The reason those jobs went overseas in the first place is because wages in the U.S. are too high to maintain a profit margin on manufactured goods. And for many years, corporates also got a tax break for moving the jobs.
So as of this week, the government is demanding that corporates - whose stock prices are decimated - to build new factories immediately in the U.S. and hire people here at South Asian salaries. The manufacturing sector would need Harry Potter’s magic wand to do that.
The answer to improve American training, employment and purchasing power is education to create tech experts with good salaries at scale. But wait, education just got cut too.
If you’re hoping for a rational explanation of all this, it will be tough to find one, other than that breaking a people makes them easier to control.

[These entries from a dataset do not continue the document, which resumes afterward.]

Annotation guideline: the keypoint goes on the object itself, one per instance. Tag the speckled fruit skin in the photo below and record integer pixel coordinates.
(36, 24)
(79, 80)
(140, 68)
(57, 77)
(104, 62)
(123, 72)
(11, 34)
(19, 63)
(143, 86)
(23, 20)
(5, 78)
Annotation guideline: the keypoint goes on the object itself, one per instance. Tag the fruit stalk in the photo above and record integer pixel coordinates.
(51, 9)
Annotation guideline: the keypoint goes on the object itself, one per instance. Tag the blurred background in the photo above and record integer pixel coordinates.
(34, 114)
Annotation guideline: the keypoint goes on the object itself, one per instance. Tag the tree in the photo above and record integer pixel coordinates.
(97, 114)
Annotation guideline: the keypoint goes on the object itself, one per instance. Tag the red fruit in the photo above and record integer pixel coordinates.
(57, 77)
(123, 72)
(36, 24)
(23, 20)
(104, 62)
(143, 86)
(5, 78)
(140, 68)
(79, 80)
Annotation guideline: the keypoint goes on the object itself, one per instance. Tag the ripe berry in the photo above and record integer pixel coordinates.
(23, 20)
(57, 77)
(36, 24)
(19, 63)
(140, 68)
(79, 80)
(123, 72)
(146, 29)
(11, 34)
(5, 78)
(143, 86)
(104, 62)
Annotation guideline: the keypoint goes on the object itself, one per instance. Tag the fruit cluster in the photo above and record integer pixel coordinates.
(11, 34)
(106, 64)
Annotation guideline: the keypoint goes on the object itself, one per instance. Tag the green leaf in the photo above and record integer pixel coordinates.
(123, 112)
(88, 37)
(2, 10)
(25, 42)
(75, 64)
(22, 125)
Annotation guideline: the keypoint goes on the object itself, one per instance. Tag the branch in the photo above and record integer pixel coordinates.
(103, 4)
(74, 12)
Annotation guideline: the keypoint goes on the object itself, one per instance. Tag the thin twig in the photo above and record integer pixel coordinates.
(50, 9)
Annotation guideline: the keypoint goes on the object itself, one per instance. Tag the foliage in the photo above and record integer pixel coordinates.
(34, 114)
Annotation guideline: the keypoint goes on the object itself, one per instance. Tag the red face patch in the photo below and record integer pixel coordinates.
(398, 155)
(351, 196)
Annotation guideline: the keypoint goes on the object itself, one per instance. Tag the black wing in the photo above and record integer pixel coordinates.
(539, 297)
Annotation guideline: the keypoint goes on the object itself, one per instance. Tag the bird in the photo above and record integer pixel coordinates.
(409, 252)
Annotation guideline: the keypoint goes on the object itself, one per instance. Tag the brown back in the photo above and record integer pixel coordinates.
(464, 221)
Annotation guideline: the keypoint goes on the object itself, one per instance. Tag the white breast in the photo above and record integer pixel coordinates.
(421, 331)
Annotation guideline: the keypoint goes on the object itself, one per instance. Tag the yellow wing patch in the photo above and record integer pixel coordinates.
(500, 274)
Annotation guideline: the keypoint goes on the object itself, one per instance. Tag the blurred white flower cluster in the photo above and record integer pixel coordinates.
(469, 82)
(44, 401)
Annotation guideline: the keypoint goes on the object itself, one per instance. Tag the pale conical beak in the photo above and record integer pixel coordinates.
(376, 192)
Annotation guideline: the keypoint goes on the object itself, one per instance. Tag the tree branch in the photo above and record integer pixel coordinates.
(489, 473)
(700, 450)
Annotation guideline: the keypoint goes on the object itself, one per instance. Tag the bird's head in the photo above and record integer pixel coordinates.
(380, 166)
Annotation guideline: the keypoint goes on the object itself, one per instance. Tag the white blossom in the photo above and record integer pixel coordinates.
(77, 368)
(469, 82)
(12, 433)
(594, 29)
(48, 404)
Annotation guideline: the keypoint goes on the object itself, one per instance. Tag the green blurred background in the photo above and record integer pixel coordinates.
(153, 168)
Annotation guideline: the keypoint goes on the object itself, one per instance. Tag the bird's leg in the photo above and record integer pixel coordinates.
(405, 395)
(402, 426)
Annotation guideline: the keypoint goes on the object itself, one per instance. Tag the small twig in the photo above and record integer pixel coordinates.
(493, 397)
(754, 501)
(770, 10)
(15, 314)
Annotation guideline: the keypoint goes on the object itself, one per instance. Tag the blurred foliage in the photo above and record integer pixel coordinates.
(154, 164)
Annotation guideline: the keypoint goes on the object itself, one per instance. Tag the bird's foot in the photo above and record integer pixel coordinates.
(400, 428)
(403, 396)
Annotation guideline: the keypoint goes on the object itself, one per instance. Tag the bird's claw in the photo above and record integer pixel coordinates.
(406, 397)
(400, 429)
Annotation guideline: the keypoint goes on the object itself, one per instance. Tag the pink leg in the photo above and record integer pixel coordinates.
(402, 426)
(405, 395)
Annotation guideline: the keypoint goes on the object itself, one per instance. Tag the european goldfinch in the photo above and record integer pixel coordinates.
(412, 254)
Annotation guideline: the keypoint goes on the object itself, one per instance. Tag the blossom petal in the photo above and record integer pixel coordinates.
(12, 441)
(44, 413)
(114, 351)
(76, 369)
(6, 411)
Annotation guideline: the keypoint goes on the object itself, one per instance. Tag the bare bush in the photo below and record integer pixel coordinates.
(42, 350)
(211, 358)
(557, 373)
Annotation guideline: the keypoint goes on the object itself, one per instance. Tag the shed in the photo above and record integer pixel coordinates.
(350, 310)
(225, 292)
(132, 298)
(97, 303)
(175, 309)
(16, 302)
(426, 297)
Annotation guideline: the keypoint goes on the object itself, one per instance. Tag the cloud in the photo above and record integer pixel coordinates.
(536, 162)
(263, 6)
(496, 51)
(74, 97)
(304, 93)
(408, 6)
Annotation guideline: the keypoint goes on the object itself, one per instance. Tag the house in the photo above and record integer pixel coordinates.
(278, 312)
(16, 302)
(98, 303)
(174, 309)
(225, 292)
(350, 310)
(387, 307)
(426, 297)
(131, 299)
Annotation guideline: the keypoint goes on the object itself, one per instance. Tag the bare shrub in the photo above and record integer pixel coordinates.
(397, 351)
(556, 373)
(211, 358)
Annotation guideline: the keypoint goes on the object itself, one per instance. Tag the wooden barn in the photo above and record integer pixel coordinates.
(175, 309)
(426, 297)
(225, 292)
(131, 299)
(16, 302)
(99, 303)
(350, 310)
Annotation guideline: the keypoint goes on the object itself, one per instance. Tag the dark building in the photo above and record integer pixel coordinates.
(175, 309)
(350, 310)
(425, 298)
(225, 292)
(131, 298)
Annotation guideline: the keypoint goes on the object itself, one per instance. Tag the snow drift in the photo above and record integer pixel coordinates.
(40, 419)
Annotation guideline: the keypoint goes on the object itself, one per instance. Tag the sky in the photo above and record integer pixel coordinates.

Anonymous wrote:What Trump and the republicans are doing is communism. Big government control of the economy.
Anonymous wrote:Anonymous wrote:Anonymous wrote:Anonymous wrote:Anonymous wrote:Anonymous wrote:Acknowledging the lousy economics of these blanket tariffs, it seems like there will be very disparate impacts across different industries. Those that will benefit directly must:
- have short, domestic supply chains;
- have inelastic demand relative to price;
- be able to get domestic production up and running relatively quickly.
Any thoughts on winners and losers here? A potential winners might be the domestic wine & beer industry - South American and Australian wines have gobbled market share based on low cost. Seems an easy reach to produce more domestic wine. Furniture might be another. The Carolinas used to produce large quantities before cheap Chinese imports took away their market.
Do you have any idea how long it takes to get a furniture factory up and running?
I’d love good quality American furniture again.
There’s plenty of good quality American furniture available. Why aren’t you buying it?
Because it’s not as cheap as the stuff made in Indonesia or Vietnam.
There are two reasons the US lost its manufacturing base: consumers demanding cheap goods and greedy corporations looking to increase profits.
Yeah the whole reason you need a marketing campaign for "buy American" is because there isn't as much selection and the prices are higher - so you have to convince people to get over those two humps.
Won't it be wonderful when we don't have any choice.
Anonymous wrote:Anonymous wrote:It is not true. It was a weird X rumor that took off. There is no pause planned.
Yes this is a 5 year plan. There will be no change of course. The Great Leap Forward is happening!
Anonymous wrote:It is not true. It was a weird X rumor that took off. There is no pause planned.